Makshéiev se echó a reír.
— No, no llegaré hasta ese extremo. Pero no olvide que los reptiles voladores fueron los reyes del jurásico y se distinguían por un alto nivel de desarrollo, Además, por qué había recogido usted tantas plantas iguales? — añadió al ver que el botánico volvía a juntar unos tallos parecidos a juncos que, al caer se habían dispersado por el calvero.
¿A qué no sabe usted lo que es esto? — replicó Gromeko, presentando a su compañero uno de los tallos.
— A mi entender, un junco grueso y bastante punzante. Me imagino que sólo los iguanodones pueden alimentarse de ellos.
— Está usted en lo cierto. Los iguanodones lo comen muy satisfechos y tampoco estará mal para nosotros.
— ¿De verdad? ¿Puede servir para la sopa?
— Para la sopa no, pero sí para el té. Parta usted este tallo.
Makshéiev obedeció y un líquido transparente fluyó del tallo.
— Ahora, pruebe usted la savia de este junco desdeñado.
El jugo era espeso y dulce.
— ¿Será caña de azúcar?
— Si no es la caña de azúcar que crece actualmente en la superficie de nuestro planeta, es por lo menos una planta azucarera.
— ¿Cómo ha adivinado usted que era dulce?

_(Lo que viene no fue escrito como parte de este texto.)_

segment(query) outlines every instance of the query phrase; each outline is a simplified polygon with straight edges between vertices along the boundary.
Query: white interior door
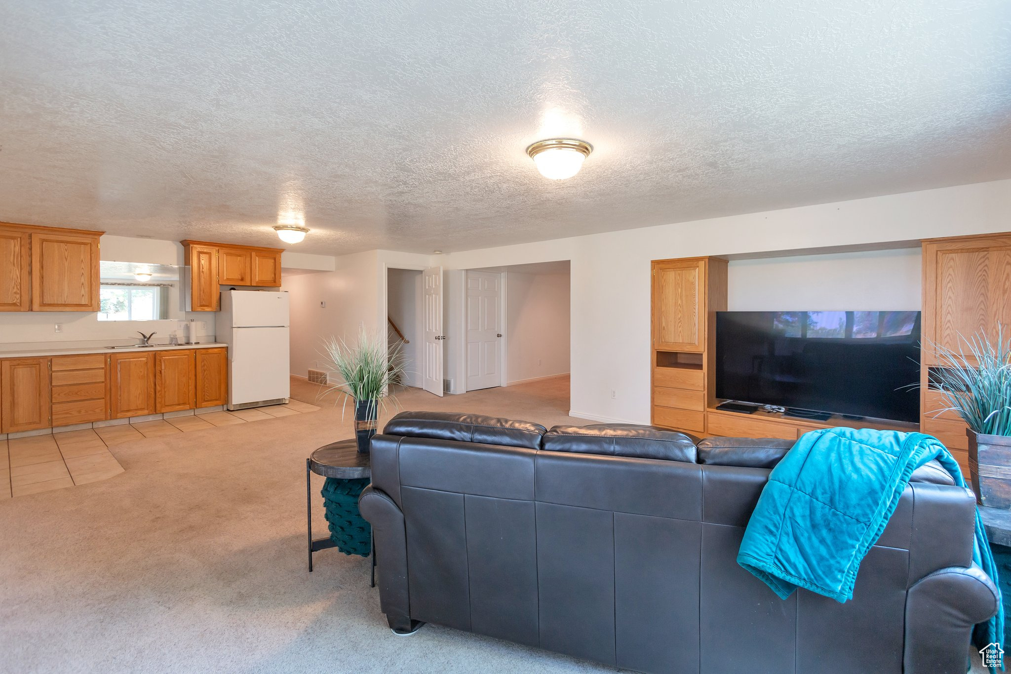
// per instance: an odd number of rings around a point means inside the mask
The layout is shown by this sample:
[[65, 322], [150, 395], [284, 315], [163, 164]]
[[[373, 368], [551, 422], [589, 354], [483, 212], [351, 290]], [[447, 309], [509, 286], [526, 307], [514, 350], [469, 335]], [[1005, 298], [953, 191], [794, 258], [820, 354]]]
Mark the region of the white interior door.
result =
[[442, 267], [426, 269], [425, 279], [425, 345], [422, 368], [425, 373], [422, 387], [438, 396], [443, 394], [443, 341], [442, 333]]
[[501, 385], [501, 275], [467, 272], [467, 390]]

— He visto un tallo como éste en la boca del joven iguanodón matado por el ceratosaurio en el calvero. Me ha parecido pegajoso. Me he puesto a buscar donde crecen, los he encontrado en abundancia a lo largo del arroyo y, naturalmente, he probado el jugo. Como nuestras reservas de azúcar se están terminando, podríamos sustituirla por el jugo de este junco e incluso fabricar con él azúcar verdadera. ¡Ya ve usted cómo mi forraje es a veces muy útil!
Al volver cerca del pterodáctilo muerto, Gromeko mostró a los otros viajeros el hallazgo al que se debía la aventura del impermeable. Todos aprobaron su plan y decidieron arrancar a la vuelta la mayor cantidad posible de juncos para intentar la extracción de azúcar.